Harbor Subsidiary is Awarded Broker-Dealer License

A subsidiary of securities platform Harbor has been granted a broker-dealer license by FINRA.

According to online publication Coindesk, awarding of the broker dealer license to Harbor Square Investments may clear the way for other broker-dealers who deal exclusively in cryptoassets to gain approval from the agency. A broker-dealer license allows trading platforms to perform several activities, such as selling and purchasing securities for customers, market-making, and providing investment advice.

Coinbase, perhaps the most well-known cryptocurrency exchange in North America, has also applied for a similar license. While launching its custody solution recently, the Winklevoss brothers-backed cryptocurrency exchange Gemini also indicated that it would file for a broker-dealer license soon.

Crypto and Broker-Dealer Licenses

The awarding of broker-dealer licenses is already subject to a stringent set of requirements. Within the context of cryptoassets, those requirements become even more complicated. This is partly due to the novel nature of such assets and the lack of clarity about their regulatory status. Josh Stein, CEO of Harbor, told Coindesk that regulators took a “long time to get a handle on the space…and its implications.”

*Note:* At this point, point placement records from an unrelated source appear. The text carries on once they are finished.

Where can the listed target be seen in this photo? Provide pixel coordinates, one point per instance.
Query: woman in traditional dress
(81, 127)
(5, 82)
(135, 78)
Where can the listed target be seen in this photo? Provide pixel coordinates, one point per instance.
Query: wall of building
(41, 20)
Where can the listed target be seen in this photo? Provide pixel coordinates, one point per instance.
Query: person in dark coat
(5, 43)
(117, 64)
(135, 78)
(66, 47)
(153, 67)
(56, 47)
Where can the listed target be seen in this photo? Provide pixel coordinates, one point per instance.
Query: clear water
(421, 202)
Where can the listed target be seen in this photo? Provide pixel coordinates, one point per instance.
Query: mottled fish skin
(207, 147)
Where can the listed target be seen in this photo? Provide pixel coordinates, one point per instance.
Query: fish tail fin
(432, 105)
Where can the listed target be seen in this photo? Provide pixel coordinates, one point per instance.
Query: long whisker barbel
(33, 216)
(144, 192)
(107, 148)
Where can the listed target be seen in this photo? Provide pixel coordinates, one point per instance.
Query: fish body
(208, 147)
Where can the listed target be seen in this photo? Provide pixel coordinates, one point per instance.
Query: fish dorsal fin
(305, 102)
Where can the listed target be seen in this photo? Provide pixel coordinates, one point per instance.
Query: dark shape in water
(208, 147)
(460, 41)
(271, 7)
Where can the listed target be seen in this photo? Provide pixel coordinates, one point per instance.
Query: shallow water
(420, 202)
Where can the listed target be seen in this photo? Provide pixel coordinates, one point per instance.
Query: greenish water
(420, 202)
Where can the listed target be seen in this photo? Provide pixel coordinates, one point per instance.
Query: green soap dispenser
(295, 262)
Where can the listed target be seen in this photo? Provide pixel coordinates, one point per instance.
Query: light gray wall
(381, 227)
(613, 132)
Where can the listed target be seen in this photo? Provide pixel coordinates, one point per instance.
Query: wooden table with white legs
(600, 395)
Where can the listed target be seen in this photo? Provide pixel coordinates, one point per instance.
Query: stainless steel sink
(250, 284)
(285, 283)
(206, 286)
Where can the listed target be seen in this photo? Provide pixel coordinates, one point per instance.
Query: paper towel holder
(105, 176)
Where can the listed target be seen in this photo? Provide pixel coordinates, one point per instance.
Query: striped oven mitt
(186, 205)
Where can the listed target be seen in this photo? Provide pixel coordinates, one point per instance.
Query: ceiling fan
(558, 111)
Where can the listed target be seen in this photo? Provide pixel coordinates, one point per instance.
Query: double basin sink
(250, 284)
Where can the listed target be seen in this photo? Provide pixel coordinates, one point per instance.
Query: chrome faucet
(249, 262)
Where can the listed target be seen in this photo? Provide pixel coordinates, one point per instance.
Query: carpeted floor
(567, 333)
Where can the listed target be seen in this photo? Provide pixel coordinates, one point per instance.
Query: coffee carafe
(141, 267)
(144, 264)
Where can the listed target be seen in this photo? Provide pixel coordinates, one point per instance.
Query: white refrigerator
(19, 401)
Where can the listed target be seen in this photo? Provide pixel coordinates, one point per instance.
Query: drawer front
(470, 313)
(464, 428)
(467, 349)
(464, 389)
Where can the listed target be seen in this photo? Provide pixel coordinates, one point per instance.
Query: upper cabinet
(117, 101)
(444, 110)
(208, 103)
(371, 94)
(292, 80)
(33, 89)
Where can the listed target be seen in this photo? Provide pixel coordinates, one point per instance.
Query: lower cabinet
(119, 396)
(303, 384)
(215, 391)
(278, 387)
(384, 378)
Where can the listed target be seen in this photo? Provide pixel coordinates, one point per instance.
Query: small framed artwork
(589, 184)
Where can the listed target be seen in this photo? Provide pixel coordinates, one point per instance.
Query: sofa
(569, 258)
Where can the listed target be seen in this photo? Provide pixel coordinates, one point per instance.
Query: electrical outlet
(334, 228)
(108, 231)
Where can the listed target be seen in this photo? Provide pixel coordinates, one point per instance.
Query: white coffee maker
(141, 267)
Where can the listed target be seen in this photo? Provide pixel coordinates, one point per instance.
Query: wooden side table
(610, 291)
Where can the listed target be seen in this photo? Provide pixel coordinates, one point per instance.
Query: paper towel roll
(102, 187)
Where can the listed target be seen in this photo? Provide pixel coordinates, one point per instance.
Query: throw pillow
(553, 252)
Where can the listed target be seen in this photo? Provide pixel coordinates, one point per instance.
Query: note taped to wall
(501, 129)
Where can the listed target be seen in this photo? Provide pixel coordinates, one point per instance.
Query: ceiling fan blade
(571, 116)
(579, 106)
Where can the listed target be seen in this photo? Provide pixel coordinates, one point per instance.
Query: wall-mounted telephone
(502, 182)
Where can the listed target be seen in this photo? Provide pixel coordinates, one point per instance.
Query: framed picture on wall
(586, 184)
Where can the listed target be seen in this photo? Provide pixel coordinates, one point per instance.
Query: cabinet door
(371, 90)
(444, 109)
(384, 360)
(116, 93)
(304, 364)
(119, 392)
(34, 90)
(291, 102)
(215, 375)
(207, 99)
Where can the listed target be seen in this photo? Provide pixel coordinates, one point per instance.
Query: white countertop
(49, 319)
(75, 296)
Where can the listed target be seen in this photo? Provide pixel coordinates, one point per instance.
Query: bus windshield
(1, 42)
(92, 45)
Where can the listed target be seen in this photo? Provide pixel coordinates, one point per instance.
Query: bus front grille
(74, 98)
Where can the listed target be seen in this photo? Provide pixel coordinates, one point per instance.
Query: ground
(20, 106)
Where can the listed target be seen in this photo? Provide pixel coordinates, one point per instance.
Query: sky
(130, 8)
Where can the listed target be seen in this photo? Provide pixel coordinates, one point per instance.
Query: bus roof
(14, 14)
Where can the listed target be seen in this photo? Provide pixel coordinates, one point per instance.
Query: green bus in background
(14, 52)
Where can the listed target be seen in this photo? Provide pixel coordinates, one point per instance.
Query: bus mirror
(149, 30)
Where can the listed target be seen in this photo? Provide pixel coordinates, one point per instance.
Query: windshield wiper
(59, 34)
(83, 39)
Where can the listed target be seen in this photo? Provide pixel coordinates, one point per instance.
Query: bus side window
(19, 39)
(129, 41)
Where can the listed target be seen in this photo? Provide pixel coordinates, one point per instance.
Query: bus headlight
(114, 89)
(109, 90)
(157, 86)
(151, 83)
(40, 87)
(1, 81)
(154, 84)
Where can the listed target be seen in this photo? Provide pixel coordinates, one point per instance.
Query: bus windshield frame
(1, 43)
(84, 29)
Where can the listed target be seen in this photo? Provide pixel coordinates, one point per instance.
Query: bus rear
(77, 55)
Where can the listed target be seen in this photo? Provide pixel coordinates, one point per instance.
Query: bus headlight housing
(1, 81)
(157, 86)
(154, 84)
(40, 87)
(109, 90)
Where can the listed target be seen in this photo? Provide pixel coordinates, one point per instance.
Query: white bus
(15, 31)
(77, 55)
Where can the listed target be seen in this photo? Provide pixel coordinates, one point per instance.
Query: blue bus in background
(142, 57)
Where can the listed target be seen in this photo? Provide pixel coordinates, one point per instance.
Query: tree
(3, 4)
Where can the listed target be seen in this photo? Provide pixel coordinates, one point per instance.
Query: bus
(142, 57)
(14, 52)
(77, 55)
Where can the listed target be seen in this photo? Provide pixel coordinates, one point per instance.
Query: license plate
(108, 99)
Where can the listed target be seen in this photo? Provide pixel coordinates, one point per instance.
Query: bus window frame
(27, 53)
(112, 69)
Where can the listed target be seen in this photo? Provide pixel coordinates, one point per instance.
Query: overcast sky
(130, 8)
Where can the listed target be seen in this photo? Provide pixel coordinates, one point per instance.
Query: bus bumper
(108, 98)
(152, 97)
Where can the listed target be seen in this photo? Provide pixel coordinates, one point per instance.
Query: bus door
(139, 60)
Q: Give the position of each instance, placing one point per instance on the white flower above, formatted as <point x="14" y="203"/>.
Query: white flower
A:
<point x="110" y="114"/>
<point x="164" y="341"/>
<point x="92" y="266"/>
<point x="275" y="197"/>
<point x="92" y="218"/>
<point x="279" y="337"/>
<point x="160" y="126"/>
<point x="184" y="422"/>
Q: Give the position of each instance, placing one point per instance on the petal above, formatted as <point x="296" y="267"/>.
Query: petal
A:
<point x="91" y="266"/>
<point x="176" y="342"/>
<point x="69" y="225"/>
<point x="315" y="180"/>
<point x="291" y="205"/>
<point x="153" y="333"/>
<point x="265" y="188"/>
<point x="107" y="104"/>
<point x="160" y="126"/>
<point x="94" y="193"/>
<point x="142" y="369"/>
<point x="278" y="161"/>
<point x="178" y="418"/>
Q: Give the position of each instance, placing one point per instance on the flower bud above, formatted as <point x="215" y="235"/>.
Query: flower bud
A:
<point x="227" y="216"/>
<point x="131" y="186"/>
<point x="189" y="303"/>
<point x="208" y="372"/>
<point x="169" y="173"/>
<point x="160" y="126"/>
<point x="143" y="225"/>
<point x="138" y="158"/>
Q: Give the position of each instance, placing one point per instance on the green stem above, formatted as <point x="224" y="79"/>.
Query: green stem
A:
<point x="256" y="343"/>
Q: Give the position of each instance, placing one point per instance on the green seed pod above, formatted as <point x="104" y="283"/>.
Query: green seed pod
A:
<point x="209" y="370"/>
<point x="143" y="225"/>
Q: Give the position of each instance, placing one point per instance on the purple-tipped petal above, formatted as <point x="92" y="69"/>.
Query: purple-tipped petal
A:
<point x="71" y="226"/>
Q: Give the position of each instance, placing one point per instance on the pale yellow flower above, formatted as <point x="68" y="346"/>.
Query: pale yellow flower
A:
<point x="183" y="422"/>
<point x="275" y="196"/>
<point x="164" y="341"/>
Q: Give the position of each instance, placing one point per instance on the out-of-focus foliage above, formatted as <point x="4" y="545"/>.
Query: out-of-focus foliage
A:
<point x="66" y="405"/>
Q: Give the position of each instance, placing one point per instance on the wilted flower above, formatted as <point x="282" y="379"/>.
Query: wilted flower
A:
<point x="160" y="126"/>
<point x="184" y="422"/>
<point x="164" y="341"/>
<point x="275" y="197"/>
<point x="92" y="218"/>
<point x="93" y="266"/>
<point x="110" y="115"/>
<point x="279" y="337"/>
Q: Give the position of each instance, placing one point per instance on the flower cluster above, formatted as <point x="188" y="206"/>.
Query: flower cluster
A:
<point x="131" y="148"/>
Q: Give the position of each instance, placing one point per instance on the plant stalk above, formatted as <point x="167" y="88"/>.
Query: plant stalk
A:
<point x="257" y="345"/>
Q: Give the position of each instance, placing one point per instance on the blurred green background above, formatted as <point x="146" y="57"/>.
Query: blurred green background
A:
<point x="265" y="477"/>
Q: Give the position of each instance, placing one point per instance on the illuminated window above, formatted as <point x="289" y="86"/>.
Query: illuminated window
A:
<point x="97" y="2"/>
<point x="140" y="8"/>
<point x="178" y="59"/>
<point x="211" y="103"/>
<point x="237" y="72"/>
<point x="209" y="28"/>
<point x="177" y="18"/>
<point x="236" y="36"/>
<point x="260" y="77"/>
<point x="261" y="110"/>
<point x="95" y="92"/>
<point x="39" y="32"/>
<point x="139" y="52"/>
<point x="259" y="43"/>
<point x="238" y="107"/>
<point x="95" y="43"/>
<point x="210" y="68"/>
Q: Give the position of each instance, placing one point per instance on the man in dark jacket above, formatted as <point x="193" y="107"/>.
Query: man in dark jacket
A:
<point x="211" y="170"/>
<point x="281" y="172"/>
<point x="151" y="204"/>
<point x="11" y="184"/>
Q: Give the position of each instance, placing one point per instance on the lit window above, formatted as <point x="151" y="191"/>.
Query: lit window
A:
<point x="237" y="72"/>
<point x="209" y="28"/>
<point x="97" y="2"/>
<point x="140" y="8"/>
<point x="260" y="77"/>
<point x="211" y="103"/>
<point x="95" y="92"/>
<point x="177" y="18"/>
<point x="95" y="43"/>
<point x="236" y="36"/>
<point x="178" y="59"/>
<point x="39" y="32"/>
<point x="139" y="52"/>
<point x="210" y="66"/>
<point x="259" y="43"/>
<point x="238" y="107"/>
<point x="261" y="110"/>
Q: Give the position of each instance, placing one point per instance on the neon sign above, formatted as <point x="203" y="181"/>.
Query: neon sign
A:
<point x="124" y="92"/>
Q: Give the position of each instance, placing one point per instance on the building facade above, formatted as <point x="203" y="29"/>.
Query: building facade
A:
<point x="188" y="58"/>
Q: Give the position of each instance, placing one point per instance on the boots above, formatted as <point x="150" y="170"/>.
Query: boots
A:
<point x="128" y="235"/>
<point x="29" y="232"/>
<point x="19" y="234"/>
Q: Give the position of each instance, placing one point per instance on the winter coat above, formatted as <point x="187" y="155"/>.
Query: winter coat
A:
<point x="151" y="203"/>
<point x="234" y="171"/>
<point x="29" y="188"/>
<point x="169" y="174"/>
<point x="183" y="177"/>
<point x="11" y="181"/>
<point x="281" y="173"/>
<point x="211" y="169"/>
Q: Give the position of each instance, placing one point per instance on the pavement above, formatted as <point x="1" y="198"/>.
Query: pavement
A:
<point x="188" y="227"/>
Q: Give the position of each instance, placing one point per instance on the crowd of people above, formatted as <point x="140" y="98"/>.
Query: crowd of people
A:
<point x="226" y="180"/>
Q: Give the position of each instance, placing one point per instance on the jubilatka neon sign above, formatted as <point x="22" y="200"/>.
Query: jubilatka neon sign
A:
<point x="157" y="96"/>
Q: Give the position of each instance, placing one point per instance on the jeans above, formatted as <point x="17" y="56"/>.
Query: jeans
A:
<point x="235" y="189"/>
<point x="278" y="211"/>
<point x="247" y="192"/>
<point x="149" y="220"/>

Among the key concepts that stumped them were private key access, record-keeping, and asset custodianship. For the most part, cryptocurrency exchanges that list such assets own the private keys, that are used to access them. But it can be difficult to prove that those keys are not available with anyone else.

Custody was another problem for regulators. Unlike gold, which can be kept in physical vaults, custodianship of cryptocurrencies is largely an evolving industry, whose processes are still being defined. Coinbase recently acquired a custodian while Gemini has launched its own institutional-grade custody service.  

Stein told Coindesk that his firm focused on “people, processes, and tech.” “We concentrated on institutional-grade people, institutional-grade processes, and institutional-grade tech from the beginning,” he said. They also prepared 500 pages of documentation explaining their business to regulators, who went through it with a “fine-tooth comb.” “It’s like writing the War and Peace of compliance,” said Stein.

Harbor has ambitious plans for the future. The New York-based platform plans to become a “one-stop shop” for issue of digital security tokens. “We’re going to provide the technology platform to manage the fundraising, the technology to manage investors, the technology to tokenize and enable liquidity,” Stein told Coindesk. The startup recently tokenized shares from real estate funds onto Ethereum’s blockchain.